Although armed with skepticism galore, Lisa did contact the mediator recommended by her therapist.  She was surprised by the answers she received.  No, she did not have to give up her legal counsel.  Quite to the contrary, the mediator recommended that clients have their agreements reviewed by attorneys and, if needed, seek legal input during the mediation process.  Moreover, the mediator suggested that if Lisa felt disadvantaged by her lack of financial knowledge, perhaps she and her husband could agree that Lisa would work with a financial planner or accountant during the process to assist with financial analysis and with helping Lisa understand the data.  “Mediation needed to be grounded in data and in understanding the data”, the mediator said.  Lisa might never have her husband’s financial acumen, but she would and could process the data with assistance in order to understand proposals and, of course, the final settlement.  “Most significant of all, it was essential,” the mediator explained, “for Lisa and her husband to shape an agreement that provided for their family’s future and present.”  This shaping needed to be tailored to the family’s standard of living, the family’s present and future needs.  This shaping needed to fit this family, really fit.

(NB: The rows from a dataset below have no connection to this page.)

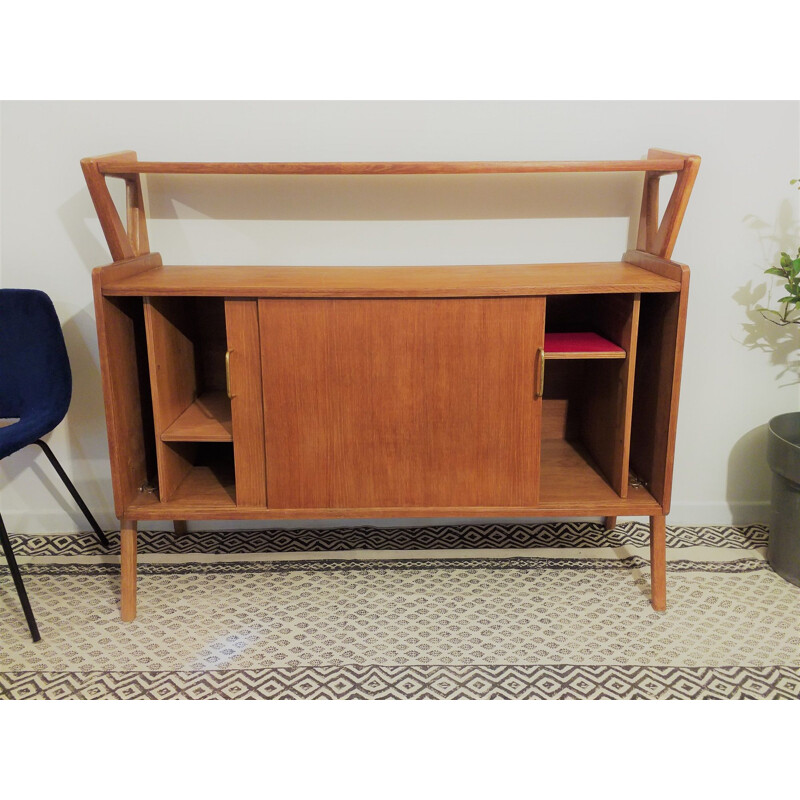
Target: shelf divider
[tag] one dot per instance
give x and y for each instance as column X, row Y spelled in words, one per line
column 207, row 419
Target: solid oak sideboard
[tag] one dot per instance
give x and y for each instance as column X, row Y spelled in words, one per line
column 531, row 390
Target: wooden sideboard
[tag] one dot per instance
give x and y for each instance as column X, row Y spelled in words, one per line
column 531, row 390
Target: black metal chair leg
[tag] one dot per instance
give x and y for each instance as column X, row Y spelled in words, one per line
column 73, row 491
column 14, row 569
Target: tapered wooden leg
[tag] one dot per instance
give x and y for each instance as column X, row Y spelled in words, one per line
column 127, row 537
column 658, row 563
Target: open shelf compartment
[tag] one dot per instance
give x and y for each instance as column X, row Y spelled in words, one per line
column 588, row 383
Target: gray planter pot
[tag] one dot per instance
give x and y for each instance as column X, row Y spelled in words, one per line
column 783, row 456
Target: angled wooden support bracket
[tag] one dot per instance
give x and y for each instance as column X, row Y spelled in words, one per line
column 659, row 239
column 123, row 243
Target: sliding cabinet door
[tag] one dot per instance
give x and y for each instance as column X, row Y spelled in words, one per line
column 392, row 403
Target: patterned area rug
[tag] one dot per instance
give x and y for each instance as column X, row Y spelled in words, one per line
column 455, row 611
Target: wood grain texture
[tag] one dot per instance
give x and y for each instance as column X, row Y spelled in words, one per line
column 127, row 544
column 110, row 165
column 401, row 402
column 137, row 219
column 247, row 405
column 672, row 270
column 662, row 327
column 117, row 238
column 657, row 237
column 440, row 281
column 658, row 562
column 128, row 423
column 608, row 395
column 207, row 419
column 570, row 486
column 173, row 382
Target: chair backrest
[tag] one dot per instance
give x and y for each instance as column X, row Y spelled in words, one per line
column 35, row 377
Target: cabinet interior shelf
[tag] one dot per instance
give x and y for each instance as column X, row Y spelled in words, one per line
column 580, row 346
column 207, row 419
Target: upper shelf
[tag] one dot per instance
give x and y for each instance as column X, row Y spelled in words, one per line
column 111, row 166
column 438, row 281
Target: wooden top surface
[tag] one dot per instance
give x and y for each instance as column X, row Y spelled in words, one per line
column 436, row 281
column 112, row 166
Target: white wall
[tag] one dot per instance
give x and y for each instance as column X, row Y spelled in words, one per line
column 742, row 213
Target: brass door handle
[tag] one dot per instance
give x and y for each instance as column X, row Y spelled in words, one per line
column 228, row 374
column 540, row 377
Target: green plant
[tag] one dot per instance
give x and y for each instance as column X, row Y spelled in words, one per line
column 789, row 270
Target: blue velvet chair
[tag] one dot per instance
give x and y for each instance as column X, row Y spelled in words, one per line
column 35, row 388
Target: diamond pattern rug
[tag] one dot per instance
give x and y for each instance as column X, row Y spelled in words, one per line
column 550, row 611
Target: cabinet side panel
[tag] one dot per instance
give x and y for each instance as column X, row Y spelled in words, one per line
column 401, row 402
column 662, row 323
column 123, row 364
column 247, row 407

And so, Lisa emailed Matt, the following, four-word sentence:  “We need to talk.”  Matt, who had not spoken to Lisa for seven months, responded immediately.”  You name the time and place.” 

This story does not have a happy ending, in the sense of they lived happily ever after together.  But it does have an ending that prevented the future deterioration of this family.  Matt and Lisa did not fire their attorneys.  They held them at bay to be used for input and review. Lisa hired, with Matt’s approval, a financial planner to help her process the data and to run calculations based on proposals generated in mediation.  Matt and Lisa worked together to identify and understand each other’s needs and to structure an agreement that each one felt was equitable and workable.  The process was by no means easy.  Learning and thinking and analyzing are tough work.  The end result was, however, intellectually and emotionally satisfying to both parties.

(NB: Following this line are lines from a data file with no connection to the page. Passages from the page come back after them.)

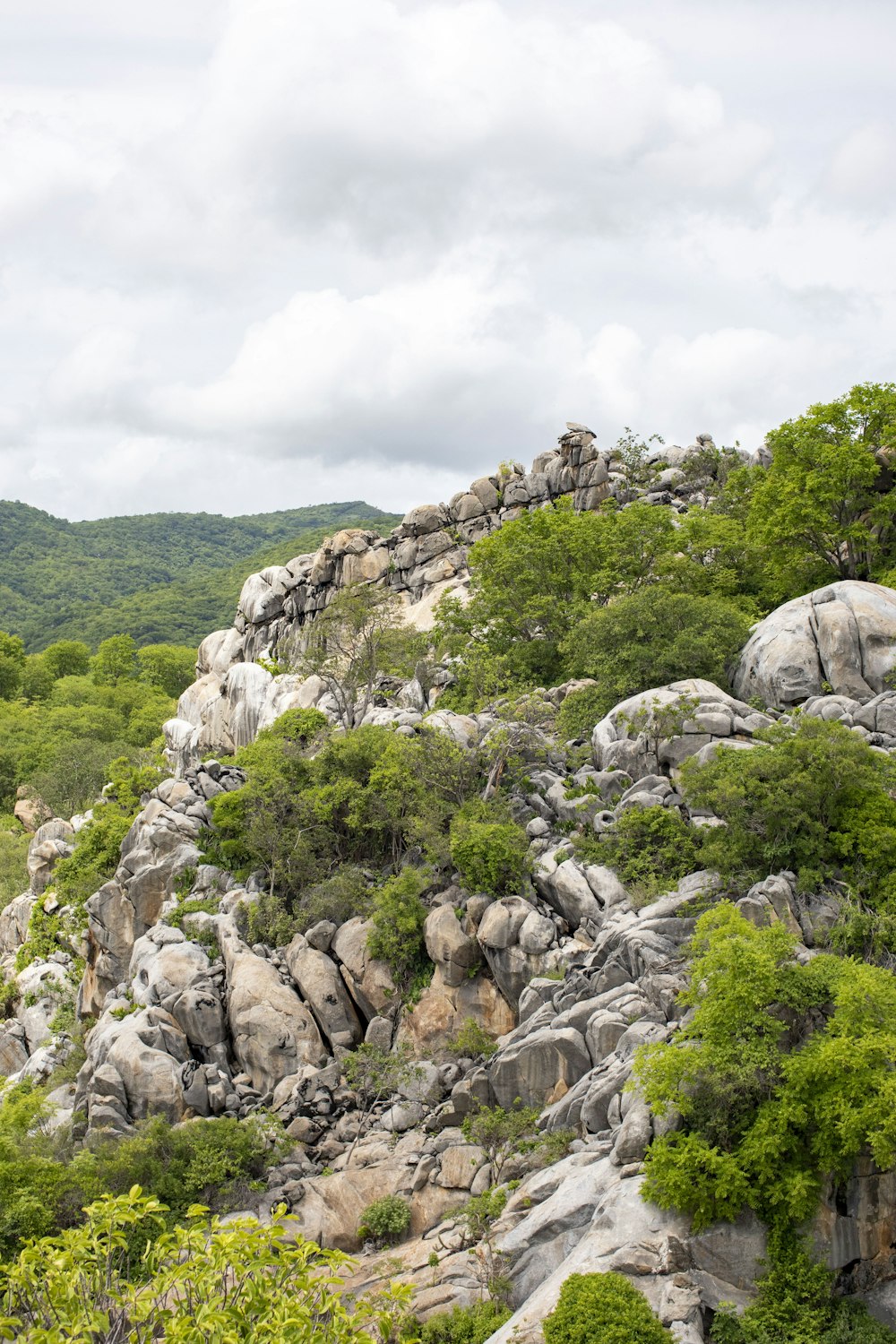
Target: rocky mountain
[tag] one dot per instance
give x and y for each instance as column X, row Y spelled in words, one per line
column 159, row 577
column 560, row 981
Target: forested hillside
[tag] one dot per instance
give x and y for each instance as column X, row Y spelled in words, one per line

High net worth couples like Matt and Lisa are not alone in their selection of combat as the route of choice when seeking divorce.  Often these couples believe it is the only route.  They believe that the size of their estate forces them to secure “big guns.”  Yet these are the very couples that have the ability to “think through” an agreement and the wherewithal to recognize that ultimately there is a way for everyone in the family to be okay.  It is these couples that often view mediation the most positively, even if they do not choose the route until they have spent years and hundreds of thousands of dollars in legal combat.  It is these couples that leave mediation proud of their ability to take charge of their divorce and their lives.  In this sense there is a happily ever after post-divorce family.